The cost-watchdog has published preliminary guidelines rejecting Cotellic (cobimetinib) in combination with Zelboraf (vemurafenib) for treating unresectable or metastatic melanoma in adults with a BRAF V600 mutation.
Cotellic is an inhibitor of MEK 1 and MEK 2 kinases, while Zelboraf is an inhibitor of the BRAF protein. The BRAF protein and MEK 1 and 2 kinases are part of the same cell signalling pathway, and inhibiting these proteins stops proliferation and survival of melanoma cells.

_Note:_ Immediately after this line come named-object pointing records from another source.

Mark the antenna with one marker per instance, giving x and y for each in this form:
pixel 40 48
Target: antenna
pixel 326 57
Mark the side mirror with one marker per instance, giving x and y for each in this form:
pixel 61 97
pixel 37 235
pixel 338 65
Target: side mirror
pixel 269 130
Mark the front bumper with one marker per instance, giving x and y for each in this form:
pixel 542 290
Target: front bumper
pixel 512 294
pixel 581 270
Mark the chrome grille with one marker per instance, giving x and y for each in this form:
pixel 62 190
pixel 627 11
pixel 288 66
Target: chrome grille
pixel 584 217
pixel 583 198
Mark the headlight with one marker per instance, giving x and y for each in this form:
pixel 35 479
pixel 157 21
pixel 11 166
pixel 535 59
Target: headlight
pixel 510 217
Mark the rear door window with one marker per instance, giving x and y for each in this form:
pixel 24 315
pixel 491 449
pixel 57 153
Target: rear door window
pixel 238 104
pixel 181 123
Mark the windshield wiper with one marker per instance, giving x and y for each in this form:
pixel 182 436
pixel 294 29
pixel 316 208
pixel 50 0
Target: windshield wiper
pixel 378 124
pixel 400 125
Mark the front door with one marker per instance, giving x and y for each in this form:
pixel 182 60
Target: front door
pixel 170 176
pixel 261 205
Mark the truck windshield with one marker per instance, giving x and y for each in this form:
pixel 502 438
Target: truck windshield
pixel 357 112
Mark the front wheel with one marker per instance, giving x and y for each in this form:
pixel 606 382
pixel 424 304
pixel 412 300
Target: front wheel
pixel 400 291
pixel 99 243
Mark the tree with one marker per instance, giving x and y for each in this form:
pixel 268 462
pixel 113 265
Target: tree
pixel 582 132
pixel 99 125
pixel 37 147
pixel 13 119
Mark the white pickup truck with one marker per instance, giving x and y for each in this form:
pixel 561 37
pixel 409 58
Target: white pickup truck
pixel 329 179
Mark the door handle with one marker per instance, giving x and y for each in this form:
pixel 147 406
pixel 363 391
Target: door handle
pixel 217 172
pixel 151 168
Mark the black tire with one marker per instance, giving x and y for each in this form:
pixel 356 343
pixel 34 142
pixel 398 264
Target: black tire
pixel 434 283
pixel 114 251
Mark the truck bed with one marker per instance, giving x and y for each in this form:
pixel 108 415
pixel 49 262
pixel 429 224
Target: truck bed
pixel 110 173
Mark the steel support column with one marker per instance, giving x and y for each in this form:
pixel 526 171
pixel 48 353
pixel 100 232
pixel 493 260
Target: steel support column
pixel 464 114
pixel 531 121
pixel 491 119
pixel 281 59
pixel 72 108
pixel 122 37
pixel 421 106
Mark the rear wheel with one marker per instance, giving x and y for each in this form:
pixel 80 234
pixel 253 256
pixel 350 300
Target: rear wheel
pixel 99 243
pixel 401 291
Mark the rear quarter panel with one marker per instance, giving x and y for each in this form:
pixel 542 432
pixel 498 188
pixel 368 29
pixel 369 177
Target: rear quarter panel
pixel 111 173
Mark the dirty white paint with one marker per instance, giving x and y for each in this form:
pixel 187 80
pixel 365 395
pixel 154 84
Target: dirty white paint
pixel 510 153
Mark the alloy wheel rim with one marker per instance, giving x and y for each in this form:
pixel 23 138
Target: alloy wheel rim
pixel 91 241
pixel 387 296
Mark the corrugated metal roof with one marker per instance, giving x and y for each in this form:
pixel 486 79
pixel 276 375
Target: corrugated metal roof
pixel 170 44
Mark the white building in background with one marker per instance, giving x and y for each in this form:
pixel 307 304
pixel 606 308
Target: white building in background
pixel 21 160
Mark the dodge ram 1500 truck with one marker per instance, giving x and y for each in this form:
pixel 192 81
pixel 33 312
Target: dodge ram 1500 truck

According to NICE's appraisal consultation document, the combination extends survival by an average (median) of 4.9 months compared with Zelboraf alone, however, the Committee concluded that its likely incremental cost-effectiveness ratio would be over £100,000 per QALY gained, and thus well outside the realms of what is considered value for money for the NHS.
This is despite the drug being considered under 'end-of-life' conditions, and a Patient Access Scheme agreed between Roche and the Department of Health, under which both pills would be offered at an undisclosed discount.
This stage of the consultation is now open until July 7.